Ci sono stati segnalati in questo periodo di chiusura delle scuole per maltempo, alcuni episodi di dirigenti scolatici che non seguono la normativa da rispettare in questi casi.
L’ultima arriva da una docente che segnala la circolare di un preside della scuola dove insegna, in cui informa che il personale assente nei giorni di chiusura della scuola per maltempo sarà collocato d’ufficio in ferie o, in alternativa, potrà richiedere un permesso previsto dal contratto.
Purtroppo, non si tratta di un caso isolato, per cui è bene richiamare la normativa in merito.
Prima di tutto, ricordiamo la differenza fra sospensione delle attività didattiche e chiusura delle scuole.
Nel primo caso, la sospensione delle attività didattiche è dovuta ad eventi straordinari come ad esempio emergenze sanitarie o di pericolo. In questo caso la scuola rimane aperta ma non si svolgono lezioni e solo il personale ATA deve recarsi a scuola.
In questo caso i docenti non sono tenuti a recarsi a scuola a meno che in quei giorni non siano in programma delle attività previste dal piano annuale, ad esempio di ordine collegiale.
Tuttavia, se non si tratta di attività urgenti, il preside può anche disporre di rimandarle in altri giorni.
Mentre invece, la chiusura della scuola disposta per eventi gravi e/o particolari (nevicate, alluvioni, elezioni politiche ecc .) si vieta l’accesso ai locali a tutto il personale e agli allievi.
In caso di maltempo, allerta meteo per pioggia e neve, trattandosi una tutela della pubblica incolumità e del patrimonio che trascende il pubblico interesse allo svolgimento del servizio scolastico, è bene sottolineare che il personale scolastico impossibilitato a prestare servizio, non è soggetto ad alcun recupero, rientrando perfettamente nella casistica contemplata dal codice civile. Infatti, il ritardo nel prendere servizio, o l’assenza dal servizio, per cause non imputabili alla volontà del lavoratore (la situazione di emergenza neve è tra queste) rientrano nei casi previsti dall’art. 1256 del cod. civile: “L’obbligazione si estingue quando, per una causa non imputabile al debitore, la prestazione diventa impossibile“.
Invece l’art. 1258 sancisce che “la stessa disposizione si applica quando, essendo dovuta una cosa determinata, questa ha subito un deterioramento, o quando residua alcunché dal perimento totale della cosa” .
E’ vero che il comma 3 dell’art. 74 del decreto legislativo n. 297 del 16 aprile 1994, prevede come la regolarità dell’anno scolastico sia fissata in almeno 200 giorni di lezione.

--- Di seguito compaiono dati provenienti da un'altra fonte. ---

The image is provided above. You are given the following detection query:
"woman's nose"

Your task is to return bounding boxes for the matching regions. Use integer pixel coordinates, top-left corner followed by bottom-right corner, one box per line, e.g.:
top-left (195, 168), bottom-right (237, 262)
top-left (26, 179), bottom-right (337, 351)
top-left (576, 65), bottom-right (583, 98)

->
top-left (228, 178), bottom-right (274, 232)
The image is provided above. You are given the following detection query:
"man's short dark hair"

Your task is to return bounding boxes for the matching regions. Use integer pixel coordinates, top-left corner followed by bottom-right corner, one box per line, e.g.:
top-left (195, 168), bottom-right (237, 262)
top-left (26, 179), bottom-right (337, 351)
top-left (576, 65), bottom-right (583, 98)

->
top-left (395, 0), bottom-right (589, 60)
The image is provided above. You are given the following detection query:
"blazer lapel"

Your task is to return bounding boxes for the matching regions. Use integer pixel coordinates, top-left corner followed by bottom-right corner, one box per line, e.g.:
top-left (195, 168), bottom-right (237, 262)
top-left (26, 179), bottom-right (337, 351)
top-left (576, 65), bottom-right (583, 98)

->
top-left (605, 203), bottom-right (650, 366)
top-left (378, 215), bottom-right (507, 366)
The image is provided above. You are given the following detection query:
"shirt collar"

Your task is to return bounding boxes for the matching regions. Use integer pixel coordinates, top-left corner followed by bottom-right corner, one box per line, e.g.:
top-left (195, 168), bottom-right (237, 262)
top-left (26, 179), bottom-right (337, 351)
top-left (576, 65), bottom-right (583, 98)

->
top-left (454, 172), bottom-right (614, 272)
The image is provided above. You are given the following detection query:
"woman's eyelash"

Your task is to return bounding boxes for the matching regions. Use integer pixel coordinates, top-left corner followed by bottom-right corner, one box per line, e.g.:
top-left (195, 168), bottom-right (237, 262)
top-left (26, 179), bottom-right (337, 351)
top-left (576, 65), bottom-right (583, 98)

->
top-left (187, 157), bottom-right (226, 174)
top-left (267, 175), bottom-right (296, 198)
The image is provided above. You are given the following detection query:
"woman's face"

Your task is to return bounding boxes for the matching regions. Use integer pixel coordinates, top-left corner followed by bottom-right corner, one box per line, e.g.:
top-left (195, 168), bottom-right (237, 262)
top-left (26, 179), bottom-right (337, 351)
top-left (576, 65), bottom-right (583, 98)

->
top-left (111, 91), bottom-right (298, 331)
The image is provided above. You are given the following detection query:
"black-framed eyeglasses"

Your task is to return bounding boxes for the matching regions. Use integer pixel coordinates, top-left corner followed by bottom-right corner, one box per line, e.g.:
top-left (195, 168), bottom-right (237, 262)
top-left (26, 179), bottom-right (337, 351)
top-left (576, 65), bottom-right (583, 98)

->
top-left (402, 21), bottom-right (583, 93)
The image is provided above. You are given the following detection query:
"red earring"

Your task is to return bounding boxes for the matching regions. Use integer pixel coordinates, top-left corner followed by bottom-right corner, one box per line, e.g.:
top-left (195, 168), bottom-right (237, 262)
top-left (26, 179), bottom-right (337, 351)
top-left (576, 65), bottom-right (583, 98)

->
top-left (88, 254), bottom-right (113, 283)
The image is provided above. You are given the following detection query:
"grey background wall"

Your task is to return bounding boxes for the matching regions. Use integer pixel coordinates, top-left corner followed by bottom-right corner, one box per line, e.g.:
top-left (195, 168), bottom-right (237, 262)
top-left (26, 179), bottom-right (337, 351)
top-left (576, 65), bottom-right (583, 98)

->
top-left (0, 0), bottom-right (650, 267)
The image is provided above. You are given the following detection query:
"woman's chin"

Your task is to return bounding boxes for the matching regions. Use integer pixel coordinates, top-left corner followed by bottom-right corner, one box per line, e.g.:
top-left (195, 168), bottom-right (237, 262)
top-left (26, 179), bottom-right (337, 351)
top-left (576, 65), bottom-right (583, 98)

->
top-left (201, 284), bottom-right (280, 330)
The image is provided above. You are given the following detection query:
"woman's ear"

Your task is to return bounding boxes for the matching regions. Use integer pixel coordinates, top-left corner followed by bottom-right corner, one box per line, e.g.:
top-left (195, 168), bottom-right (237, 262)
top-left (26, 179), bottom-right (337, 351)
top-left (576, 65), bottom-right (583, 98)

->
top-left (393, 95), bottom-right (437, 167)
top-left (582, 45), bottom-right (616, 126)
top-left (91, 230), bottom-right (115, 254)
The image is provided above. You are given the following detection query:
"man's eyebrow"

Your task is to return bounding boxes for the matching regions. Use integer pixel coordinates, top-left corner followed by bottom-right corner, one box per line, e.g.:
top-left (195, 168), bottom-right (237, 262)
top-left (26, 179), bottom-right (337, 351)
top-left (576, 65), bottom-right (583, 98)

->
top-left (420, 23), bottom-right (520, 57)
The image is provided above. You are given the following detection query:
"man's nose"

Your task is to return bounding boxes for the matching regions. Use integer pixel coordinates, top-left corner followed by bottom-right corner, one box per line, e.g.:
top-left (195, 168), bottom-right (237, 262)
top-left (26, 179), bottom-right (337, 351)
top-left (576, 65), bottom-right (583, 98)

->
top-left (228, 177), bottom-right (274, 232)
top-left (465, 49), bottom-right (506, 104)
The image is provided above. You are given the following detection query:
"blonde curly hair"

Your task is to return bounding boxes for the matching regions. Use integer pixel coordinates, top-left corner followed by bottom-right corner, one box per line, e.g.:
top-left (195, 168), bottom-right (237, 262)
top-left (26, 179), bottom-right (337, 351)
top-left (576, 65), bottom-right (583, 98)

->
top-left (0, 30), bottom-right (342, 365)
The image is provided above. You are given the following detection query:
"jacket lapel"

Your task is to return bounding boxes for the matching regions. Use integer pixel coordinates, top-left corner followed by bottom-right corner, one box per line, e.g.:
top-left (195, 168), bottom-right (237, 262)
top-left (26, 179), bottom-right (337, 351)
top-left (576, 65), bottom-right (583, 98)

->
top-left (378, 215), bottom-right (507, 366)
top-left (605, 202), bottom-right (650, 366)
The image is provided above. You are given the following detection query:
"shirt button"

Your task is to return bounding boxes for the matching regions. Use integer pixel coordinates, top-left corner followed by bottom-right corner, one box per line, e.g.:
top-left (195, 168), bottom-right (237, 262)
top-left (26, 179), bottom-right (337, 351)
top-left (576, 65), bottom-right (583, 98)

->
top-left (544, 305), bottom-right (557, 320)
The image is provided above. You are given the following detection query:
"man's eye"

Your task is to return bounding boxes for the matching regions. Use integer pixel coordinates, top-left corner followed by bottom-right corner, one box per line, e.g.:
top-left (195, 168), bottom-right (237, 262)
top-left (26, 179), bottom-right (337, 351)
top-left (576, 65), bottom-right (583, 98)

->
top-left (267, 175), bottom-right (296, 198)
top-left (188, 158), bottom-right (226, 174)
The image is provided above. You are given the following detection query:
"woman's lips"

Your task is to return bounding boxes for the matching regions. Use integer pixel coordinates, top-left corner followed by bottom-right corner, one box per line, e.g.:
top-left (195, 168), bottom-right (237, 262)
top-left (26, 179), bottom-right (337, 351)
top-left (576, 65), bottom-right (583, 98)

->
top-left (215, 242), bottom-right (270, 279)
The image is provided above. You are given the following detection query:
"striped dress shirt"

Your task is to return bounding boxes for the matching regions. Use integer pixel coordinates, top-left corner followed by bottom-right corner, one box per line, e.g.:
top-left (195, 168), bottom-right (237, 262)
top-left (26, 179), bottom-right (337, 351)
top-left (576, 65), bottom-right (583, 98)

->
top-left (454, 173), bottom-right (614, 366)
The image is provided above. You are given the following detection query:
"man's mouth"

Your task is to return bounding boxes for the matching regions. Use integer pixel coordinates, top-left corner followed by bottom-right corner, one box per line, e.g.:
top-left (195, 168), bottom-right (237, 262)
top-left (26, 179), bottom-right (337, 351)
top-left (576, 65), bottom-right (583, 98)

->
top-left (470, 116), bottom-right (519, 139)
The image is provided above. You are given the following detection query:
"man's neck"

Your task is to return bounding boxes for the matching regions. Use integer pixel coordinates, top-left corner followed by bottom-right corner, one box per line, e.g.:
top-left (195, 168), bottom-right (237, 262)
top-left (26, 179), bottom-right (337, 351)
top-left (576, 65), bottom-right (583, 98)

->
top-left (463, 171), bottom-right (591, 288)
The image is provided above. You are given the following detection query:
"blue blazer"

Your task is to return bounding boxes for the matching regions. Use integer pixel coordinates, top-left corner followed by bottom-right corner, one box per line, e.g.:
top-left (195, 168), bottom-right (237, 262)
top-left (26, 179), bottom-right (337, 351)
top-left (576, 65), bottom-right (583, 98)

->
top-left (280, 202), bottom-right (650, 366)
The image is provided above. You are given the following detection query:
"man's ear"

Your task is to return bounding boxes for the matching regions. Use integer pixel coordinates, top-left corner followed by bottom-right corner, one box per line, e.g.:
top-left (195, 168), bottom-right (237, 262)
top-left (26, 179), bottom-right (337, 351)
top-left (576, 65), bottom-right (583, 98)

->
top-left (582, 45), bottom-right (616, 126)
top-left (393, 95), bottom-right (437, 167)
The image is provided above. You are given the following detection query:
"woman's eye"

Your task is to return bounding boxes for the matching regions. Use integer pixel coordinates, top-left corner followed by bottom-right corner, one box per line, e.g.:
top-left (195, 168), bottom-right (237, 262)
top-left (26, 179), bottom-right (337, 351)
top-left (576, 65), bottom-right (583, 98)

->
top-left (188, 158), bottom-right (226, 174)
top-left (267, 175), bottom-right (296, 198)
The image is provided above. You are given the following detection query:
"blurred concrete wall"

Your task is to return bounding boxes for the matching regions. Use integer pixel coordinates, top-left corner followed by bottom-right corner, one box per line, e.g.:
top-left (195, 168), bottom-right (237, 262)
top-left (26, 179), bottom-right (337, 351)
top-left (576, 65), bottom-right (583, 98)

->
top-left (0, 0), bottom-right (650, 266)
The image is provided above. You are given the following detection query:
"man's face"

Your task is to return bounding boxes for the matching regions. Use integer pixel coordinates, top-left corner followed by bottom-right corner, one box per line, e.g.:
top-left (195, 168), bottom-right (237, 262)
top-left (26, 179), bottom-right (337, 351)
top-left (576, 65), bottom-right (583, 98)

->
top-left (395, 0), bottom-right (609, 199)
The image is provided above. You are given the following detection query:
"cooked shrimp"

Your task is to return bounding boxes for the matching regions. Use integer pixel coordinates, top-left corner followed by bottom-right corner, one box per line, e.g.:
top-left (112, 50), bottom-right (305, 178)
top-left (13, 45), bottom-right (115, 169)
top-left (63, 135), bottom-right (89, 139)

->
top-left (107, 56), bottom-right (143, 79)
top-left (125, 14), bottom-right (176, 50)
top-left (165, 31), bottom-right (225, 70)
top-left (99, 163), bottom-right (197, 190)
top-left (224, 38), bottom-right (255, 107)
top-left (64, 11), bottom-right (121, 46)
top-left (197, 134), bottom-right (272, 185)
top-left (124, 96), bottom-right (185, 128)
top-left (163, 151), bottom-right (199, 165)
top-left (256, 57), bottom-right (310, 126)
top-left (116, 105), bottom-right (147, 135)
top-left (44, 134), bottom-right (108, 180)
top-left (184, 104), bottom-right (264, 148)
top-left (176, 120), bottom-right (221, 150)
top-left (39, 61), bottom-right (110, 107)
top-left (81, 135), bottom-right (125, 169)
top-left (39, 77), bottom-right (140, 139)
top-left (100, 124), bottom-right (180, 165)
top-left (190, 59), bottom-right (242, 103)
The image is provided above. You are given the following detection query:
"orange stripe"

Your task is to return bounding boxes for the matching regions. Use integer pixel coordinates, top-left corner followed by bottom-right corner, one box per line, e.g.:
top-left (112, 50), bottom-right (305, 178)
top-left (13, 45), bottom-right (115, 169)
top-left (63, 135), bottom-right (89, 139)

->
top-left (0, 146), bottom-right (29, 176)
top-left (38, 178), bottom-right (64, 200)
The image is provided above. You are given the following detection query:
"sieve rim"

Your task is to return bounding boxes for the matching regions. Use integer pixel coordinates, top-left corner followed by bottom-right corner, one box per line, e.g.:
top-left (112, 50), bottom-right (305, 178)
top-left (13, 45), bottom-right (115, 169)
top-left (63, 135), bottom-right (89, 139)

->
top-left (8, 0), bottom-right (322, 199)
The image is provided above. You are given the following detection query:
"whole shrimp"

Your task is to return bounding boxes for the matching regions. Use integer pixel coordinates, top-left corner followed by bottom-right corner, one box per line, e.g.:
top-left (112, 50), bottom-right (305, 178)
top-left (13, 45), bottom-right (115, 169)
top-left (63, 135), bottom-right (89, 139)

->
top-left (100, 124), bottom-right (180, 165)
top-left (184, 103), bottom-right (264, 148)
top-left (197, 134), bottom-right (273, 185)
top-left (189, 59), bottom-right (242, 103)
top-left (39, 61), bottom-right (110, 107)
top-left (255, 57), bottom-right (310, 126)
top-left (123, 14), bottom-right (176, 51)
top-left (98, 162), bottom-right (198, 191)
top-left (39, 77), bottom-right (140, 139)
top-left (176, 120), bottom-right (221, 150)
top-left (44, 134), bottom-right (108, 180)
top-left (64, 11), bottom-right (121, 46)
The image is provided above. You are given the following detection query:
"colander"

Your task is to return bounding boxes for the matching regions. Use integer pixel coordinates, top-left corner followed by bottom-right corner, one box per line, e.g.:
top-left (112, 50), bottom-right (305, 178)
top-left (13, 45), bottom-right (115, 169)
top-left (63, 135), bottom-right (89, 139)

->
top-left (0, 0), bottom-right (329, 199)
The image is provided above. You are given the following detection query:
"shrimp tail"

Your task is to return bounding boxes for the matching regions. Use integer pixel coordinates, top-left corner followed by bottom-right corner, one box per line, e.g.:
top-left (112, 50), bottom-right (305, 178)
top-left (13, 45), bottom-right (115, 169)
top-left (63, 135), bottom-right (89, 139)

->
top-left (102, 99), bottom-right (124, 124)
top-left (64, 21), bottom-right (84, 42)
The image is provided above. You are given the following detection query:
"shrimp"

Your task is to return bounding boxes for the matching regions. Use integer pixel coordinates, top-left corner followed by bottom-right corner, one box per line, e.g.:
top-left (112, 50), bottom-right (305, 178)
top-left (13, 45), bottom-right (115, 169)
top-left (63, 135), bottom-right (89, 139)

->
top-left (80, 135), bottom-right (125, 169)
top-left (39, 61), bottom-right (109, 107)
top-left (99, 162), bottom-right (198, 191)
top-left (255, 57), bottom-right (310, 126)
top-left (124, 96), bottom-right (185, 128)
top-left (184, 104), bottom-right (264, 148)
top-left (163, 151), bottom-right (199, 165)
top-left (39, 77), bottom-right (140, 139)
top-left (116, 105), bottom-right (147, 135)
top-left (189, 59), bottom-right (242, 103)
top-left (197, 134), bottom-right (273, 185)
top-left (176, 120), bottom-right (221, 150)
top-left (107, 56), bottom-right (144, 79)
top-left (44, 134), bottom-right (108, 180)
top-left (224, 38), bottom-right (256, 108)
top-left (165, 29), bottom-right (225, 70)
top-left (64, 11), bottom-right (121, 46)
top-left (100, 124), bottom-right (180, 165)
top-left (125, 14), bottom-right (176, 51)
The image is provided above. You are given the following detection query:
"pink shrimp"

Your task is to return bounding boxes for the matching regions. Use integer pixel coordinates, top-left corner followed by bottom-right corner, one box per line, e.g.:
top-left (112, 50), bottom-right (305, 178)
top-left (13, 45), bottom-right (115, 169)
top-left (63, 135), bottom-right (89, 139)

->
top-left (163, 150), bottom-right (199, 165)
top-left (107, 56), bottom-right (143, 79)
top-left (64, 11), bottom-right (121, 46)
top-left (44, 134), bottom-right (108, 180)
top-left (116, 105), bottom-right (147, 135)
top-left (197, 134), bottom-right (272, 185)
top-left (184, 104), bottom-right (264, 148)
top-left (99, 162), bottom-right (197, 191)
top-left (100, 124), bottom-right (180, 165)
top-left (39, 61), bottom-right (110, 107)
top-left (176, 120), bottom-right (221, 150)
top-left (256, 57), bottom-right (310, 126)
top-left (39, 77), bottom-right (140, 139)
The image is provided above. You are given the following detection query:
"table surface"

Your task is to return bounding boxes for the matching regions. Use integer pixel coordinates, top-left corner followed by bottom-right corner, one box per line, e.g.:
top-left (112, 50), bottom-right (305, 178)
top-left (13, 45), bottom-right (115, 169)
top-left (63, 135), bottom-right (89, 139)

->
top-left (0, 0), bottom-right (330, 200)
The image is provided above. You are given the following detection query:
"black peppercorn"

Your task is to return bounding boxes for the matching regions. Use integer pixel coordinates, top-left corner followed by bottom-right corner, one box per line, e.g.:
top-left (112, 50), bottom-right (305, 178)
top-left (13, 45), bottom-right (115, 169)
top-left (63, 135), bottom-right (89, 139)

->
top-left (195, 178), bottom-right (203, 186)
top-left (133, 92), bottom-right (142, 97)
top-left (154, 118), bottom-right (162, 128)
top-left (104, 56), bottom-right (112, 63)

Ma la circolare Miur del 22 febbraio 2012, specifica che “al verificarsi di eventi imprevedibili e straordinari come un’allerta meteo che inducano i Sindaci ad adottare ordinanze di chiusura delle sedi scolastiche, si deve ritenere che è fatta comunque salva la validità dell’anno scolastico, anche se le cause di forza maggiore, consistenti in eventi non prevedibili e non programmabili, abbiano comportato, in concreto, la discesa dei giorni di lezione al di sotto del limite dei 200, per effetto delle ordinanze sindacali di chiusura delle scuole”.
Pertanto, non c’è nulla da recuperare in caso di chiusura delle scuole causa allerta meteo, anche se si dovesse sforare il limite dei 200 giorni di attività didattica.
E’ vero che dal punto di vista dei 200 giorni esistono casi in cui in passato è stato disposto, direttamente dal Prefetto, il recupero dei giorni per arrivare al tetto di 200, ma la richiesta di questo preside in questione appare piuttosto spiazzante.
Di conseguenza, non si comprende il motivo per cui il DS abbia deciso di obbligare il personale a prendere dei permessi o comunque a metterlo in ferie d’ufficio.